The only true way of measuring the power consumption is through the current. There are some 3 pins digital meters these days that do that.

----------


## Shadow

> I think the capacity of compressor and power consumption is different. One might refer to the capability of the compressor whereas the other might be how much power the chiller consume..I maybe wrong..


That was my guess

Just went to NA and saw the Artica chiller. Take a snap on the spec written on the artica box. As you can see from the box the supply is 115V and current 2A

[IMG]here the spec at artica box. As you can see from the box, for DBI-050, the supply is 115V and current 2A[/IMG]

----------


## Shadow

> The only true way of measuring the power consumption is through the current. There are some 3 pins digital meters these days that do that.


Yes, you give me your artical and I measure it for you  :Blah:  I wont return it though  :Laughing:

----------


## Goondoo

> Yes, you give me your artical and I measure it for you  I wont return it though


I do not own any Artica....
but you may go measure my Antarctica if you are interested  :Very Happy: 
You need to pay for your way there yourself though.

----------


## StanChung

When it's too good to be true then it probably is. Anyway, there's lots of assumptions. A 1000W chiller does not need to kick in as often as a 300W chiller.
A 50W chiller maybe working 24/7 compared to a higher powered chiller.
Unlike cars, the bigger chiller doesn't need to carry it's own weight and the weight of the larger chassis to support it.

----------


## Ebi

I think the majority here could be right.
Since Power = V x I x Power factor, so for the rated 115V and 2 Amps, Power would be somewhere around 200W-220W, still slightly less than some other makes of simliar capacity. So I guess power consumption, and hence $ savings is minimal, unless it is running 24/7.

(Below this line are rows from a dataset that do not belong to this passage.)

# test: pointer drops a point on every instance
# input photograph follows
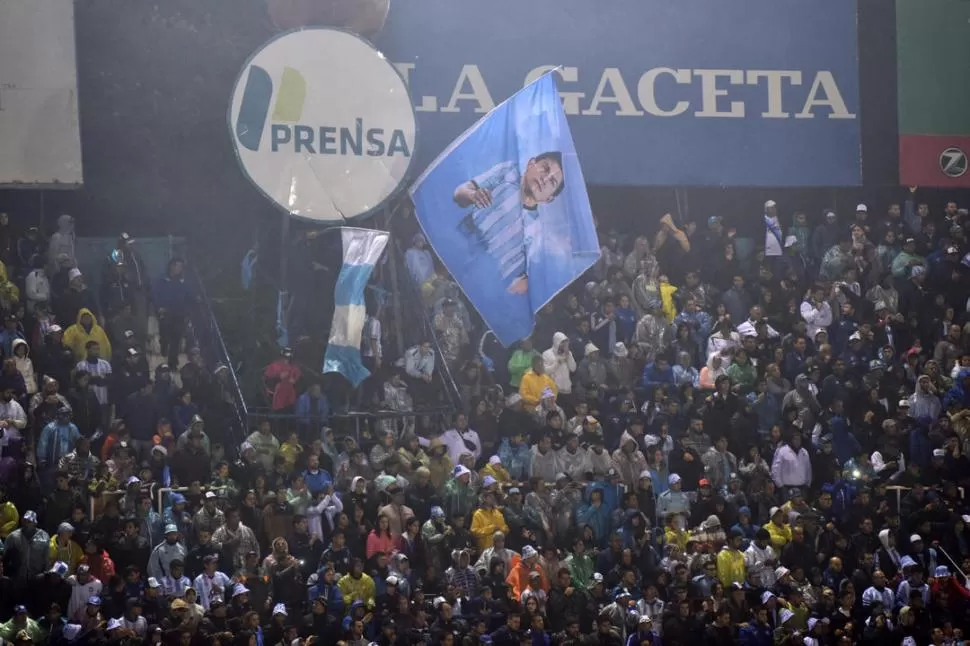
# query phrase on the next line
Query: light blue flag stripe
(351, 283)
(362, 249)
(505, 208)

The starting current is around 8Amps (someone who had actually measured @ 115V), the 2Amps is only the running current.
So it probably translates to: If frequent start/stop is encountered, then the expected "savings" from the lower running current will not be realised.

I have seen an aircon unit (Sanyo) that actually specifys the Cooling Capacity and the Cooling Consumption Power in kW/W.
e.g. here are the specs:
Cooling Capacity = 1.9kW = approx. 6500 Btu
Cooling Cosumption Power = 880W
Cooling Current = 4Amps
Starting Current = 13Amps
Rating Voltage & Frequency = 230V 50Hz
Simplifying, Power Consumption = V x I x pf = 230 x 4 x pf = 880W

So I guess the arctica mini may actually be consuming around 200W and not the 50W. I am not sure what the 50W or 1/15HP indicates. If they are referring to the Cooling Capacity, then it translates to only 170.6 Btu.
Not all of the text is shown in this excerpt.